Tikki, meanwhile, reveled in all roles Hal used her, appearing as armed support, a kidnapped civilian, powered and unpowered enemies, and even as a spy. Virtual reality let Hal slip her into spots where we didn’t expect to find her, playing them to the hilt—even the ones where she had to fight us. It may have been the game, but I felt like she’d been trained in hand to hand combat.
So training took up the days. At night we separated to the degree that we could. I read, watched a movie, or messed with Rocket suit improvement ideas. Marcus drew, Cassie talked with people, and Jaclyn delved deeply into her implant’s culture and history archives, sometimes asking Katuk and Tikki questions.
On the last night of jump, Tikki said, “We should play it.”
“What?” I asked.
“Monopoly!” Tikki looked around room, grinning. “I’m sure I’ll never have the chance to play it again. So how about just once?”
“No,” Jaclyn shook her head. “I’ve never liked that game.”
“I’ll play,” Cassie said. “It’s still better than looking out the windows.”
“It’s not that bad,” Marcus told Jaclyn. “What have you got to lose?”
Narrowing her eyes, Jaclyn said, “I don’t know. More time to that game?”
“If it will make things easier,” Katuk said, “I’ll play.”

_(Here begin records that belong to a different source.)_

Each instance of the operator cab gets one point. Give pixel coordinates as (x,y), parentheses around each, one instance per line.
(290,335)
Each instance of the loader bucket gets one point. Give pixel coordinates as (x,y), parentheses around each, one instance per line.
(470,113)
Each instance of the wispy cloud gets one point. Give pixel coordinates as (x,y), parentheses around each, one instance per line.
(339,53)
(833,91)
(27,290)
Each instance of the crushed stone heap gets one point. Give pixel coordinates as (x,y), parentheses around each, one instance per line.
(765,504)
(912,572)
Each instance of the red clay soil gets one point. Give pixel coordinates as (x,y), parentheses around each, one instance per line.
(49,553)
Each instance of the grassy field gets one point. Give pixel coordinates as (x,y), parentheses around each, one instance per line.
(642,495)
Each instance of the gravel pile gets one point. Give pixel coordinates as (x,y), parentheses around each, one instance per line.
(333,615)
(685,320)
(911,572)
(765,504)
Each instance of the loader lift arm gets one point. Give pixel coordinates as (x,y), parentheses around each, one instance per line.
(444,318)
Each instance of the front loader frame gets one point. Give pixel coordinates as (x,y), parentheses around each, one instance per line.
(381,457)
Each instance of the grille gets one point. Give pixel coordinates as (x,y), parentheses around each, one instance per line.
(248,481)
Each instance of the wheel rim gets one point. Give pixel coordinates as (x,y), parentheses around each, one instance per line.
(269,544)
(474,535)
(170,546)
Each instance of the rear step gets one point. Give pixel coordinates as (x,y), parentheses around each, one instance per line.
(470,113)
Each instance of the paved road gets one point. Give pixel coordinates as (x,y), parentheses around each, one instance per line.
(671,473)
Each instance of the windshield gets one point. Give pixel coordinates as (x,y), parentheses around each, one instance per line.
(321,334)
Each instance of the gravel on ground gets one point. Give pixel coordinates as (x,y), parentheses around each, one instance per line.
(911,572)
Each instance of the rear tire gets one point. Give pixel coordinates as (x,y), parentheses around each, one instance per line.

I was about to say the same when my implant informed me that we were about to drop out of jump. I hadn’t been the only one notified either because everyone strapped in. Watching as the ship counted down, I connected with the ship, feeling its sensors, weapons, and shields.
We dropped out of jump, the gray fading into the blackness of normal space. Even as we did, I knew that something was wrong. The sensors showed me hundreds, possibly thousands of small dots. I turned on the shields, turned the ship, and radioed the colonists’ ship, telling them to do the same.
The space between us and the planet had been thoroughly mined.